As we know from our own history, the profits from the cotton boom were great enough to override most peoples' moral scruples, and so it proved in Jefferson. Slavery was immensely popular; so much so that, from what Sobel tells us, the Libertarians never formed a single government for all of Jefferson's existence as an independent state -- which admittedly only lasted until 1820. After that, Andrew Jackson oversaw the merger of Jefferson and the republic of Mexico to create a sort of Greater Jefferson that he called the United States of Mexico. Since participation in the national government of the U.S.M. was restricted to English-speakers, it was the Jeffersonian parties that contested the new country's national elections. And again, the Libertarians kept losing to the Continentalists, now led by Jackson.

During the sixty-year period that one might call the First Republic (though Sobel never uses the term), from 1821 to 1881, the Libertarians only managed to win two out of nine national elections. After the restoration of republican rule in 1902, the Libertarians again looked set to remain a perpetual opposition party, losing the elections of 1908 and 1914. But then, in 1920, the issue of slavery once again came to the fore. The Libertarians ran a military hero, General Emiliano Calles, as their candidate, and his great personal popularity allowed them to win at last. However, in order to abolish slavery, Calles had to make a devil's bargain with the real ruler of the U.S.M., Douglas Benedict, head of the One Big Zaibatsu that ruled the Mexican business world and controlled the Mexican economy: Kramer Associates.

Ever since the rise of K.A. in the 1860s, the company's financial control of the Mexican election system had made them the natural enemy of the Liberty Party. And so they remained, until Calles and Benedict reached their gentleman's agreement on 30 April 1920. Calles and the Liberty Party would leave the company alone, and Benedict would use his financial control of the Mexican government to ensure the abolition of slavery. And so it was done.

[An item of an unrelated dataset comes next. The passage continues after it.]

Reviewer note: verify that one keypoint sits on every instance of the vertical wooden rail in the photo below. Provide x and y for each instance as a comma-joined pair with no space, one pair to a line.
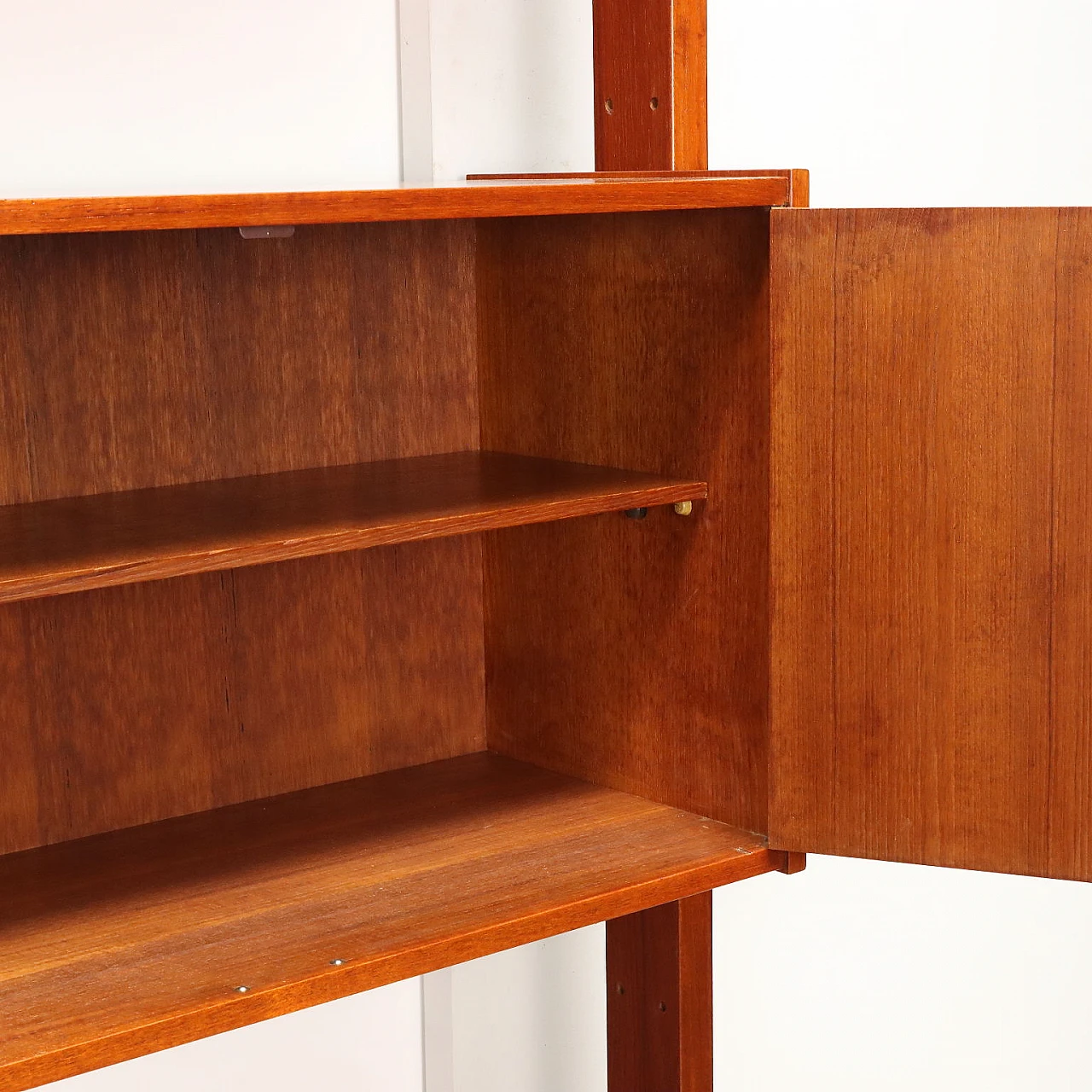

With K.A. now allied to the Libertarians, the U.S.M.'s other major party, the United Mexican Party, turned against the company. President Pedro Fuentes of the U.M.P. spent six years attempting to bring the company under control, to no avail. With K.A.'s help, the Libertarians were able to elect Senator Alvin Silva president, and under Silva the policies of the two parties completed their reversal. Now it was the Libertarians who supported an aggressive foreign policy, and the U.M.P. who agitated for domestic reforms. Silva remained in power until 1950, leading Mexico into war against Japan and the United British Empire, before being overthrown in a military coup that brought an end to the Restored Republic and returned Mexico to dictatorship.

So it was, in one of the many ironies with which the Sobel Timeline abounds, that the Liberty Party ushered in a dictatorship that was still in power when Sobel was writing in 1971.

2 comments:

Noel Maurer said...

The older I get, the more I have trouble believing that Hamilton would take a pro-slavery position. He had, as we all know, squishy moments on the issue. (Although not that squishy.)
But even if we accept that, it makes little sense for him to defend the institution in the USM context. Cotton simply would not have been that important in 1799; moreover, slavery would have been an obstacle to smoothly uniting Jefferson and the rest of Mexico.

The circle might be squareable; I'm not sure how. Caveat: I don't have my copy handy. But I fear important parts of the history may be broken.

Johnny Pez said...

Sobel doesn't actually say why Hamilton and his followers were so keen to seize as much territory from New Spain as they could. It's only my interpretation that he wanted to attract Southern cotton planters to build up the settlement's Anglo population. It's possible that Hamilton just figured that the new settlement had to be as big as possible to survive, and that it never occurred to him that he was giving a boost to slavery (or he did realize it, but didn't care).